Arsen S. Iskhakov, Cheng-Kai Tai, Igor A. Bolotnov, Tri Nguyen, Elia Merzari, Dillon R. Shaver, Nam T. Dinh
Nuclear Technology | Volume 210 | Number 7 | July 2024 | Pages 1167-1184
Research Article | doi.org/10.1080/00295450.2023.2185056
Articles are hosted by Taylor and Francis Online.
Recent progress in data-driven turbulence modeling has shown its potential to enhance or replace traditional equation-based Reynolds-averaged Navier-Stokes (RANS) turbulence models. This work utilizes invariant neural network (NN) architectures to model Reynolds stresses and turbulent heat fluxes in forced convection flows (when the models can be decoupled).
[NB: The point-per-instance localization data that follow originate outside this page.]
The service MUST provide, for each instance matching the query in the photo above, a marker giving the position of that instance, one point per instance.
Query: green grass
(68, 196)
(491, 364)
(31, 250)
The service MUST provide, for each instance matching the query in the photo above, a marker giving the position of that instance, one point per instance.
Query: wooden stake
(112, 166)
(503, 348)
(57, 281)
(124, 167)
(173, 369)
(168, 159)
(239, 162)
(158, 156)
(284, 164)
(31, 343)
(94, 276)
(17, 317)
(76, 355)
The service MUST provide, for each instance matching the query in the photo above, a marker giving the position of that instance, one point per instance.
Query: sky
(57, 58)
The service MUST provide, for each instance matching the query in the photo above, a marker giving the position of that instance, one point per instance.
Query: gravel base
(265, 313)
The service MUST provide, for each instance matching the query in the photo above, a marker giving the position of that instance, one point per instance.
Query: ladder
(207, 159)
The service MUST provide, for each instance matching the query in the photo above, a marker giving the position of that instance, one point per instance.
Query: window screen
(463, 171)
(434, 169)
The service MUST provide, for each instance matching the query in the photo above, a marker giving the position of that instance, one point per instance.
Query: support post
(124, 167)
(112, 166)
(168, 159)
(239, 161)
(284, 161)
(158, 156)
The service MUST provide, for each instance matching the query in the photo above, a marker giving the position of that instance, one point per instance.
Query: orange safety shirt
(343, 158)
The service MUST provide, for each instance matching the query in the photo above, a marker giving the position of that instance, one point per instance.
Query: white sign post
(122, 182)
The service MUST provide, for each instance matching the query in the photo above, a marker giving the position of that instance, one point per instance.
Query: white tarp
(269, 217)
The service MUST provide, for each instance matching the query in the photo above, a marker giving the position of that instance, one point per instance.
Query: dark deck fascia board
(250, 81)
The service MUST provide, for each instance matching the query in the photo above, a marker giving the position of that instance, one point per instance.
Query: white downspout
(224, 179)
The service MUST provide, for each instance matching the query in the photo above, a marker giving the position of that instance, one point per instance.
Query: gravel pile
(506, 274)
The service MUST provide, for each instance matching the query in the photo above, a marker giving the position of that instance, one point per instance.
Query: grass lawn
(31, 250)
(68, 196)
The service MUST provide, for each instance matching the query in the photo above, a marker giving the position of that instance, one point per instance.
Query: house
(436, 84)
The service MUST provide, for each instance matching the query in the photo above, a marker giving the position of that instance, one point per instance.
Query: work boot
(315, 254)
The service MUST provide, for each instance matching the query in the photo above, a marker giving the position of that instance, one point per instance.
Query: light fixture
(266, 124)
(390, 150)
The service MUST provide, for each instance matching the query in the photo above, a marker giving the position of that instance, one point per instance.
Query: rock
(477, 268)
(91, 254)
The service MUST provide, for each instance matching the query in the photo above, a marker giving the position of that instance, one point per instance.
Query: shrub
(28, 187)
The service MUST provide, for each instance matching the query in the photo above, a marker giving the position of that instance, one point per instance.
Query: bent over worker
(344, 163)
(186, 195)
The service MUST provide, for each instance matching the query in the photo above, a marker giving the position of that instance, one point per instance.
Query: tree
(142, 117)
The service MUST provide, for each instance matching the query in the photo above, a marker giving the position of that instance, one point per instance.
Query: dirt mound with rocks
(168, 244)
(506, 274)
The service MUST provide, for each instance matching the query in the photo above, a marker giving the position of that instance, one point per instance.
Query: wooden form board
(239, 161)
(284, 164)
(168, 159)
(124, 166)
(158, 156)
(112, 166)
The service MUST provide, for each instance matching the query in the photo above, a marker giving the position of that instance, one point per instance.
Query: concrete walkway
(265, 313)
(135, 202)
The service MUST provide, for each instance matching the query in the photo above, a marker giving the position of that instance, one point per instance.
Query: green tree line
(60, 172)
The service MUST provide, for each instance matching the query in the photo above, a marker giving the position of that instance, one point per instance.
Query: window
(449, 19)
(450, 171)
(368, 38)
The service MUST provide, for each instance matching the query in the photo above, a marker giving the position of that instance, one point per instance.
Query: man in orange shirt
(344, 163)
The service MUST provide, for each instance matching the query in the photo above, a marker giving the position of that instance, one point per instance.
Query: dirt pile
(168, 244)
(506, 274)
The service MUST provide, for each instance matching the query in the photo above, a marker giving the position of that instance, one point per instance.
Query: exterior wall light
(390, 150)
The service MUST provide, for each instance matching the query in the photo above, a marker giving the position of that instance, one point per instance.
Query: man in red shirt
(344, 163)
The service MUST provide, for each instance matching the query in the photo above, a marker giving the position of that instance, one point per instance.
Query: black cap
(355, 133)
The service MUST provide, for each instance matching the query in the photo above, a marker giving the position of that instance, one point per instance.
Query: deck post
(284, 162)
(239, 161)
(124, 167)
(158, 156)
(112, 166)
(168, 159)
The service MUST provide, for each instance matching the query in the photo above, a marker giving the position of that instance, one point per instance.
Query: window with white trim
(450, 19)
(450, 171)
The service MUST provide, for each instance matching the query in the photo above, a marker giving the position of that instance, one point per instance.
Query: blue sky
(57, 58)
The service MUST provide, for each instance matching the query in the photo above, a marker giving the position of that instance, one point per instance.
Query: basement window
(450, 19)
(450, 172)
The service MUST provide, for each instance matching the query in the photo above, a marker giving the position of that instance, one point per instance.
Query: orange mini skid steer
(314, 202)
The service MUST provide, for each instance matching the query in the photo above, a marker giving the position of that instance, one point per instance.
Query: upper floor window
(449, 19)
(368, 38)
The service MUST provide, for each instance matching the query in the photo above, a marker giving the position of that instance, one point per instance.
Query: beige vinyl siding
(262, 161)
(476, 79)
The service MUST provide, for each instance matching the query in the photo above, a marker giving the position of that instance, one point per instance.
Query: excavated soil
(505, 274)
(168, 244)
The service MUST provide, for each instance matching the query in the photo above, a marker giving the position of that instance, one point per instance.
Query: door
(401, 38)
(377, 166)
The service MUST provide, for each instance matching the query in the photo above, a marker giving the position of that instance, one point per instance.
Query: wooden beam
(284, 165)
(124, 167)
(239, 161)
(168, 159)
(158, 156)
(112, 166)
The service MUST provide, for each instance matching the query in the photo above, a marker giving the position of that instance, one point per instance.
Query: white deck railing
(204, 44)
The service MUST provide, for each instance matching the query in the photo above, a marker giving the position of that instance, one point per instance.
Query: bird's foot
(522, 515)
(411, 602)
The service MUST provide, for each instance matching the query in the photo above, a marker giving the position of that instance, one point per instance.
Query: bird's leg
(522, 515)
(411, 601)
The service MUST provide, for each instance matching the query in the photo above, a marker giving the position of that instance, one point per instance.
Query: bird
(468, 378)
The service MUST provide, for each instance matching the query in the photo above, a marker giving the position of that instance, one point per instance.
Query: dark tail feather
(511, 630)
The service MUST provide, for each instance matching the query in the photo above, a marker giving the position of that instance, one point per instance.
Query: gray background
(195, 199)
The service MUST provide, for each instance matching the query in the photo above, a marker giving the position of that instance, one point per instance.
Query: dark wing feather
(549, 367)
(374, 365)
As the considered flow is statistically one dimensional, the invariant NN architecture for the Reynolds stress model reduces to the linear eddy viscosity model. To develop the data-driven models, direct numerical and RANS simulations in vertical planar channel geometry mimicking a part of the reactor downcomer are performed. Different conditions and fluids relevant to advanced reactors (sodium, lead, unitary-Prandtl-number fluid, and molten salt) constitute the training database. The models enabled accurate predictions of velocity and temperature, and compared to the baseline turbulence model with the simple gradient diffusion hypothesis, do not require tuning of the turbulent Prandtl number. The data-driven framework is implemented in the open-source graphics processing unit–accelerated spectral element solver nekRS and has shown the potential for future developments and consideration of more complex mixed convection flows.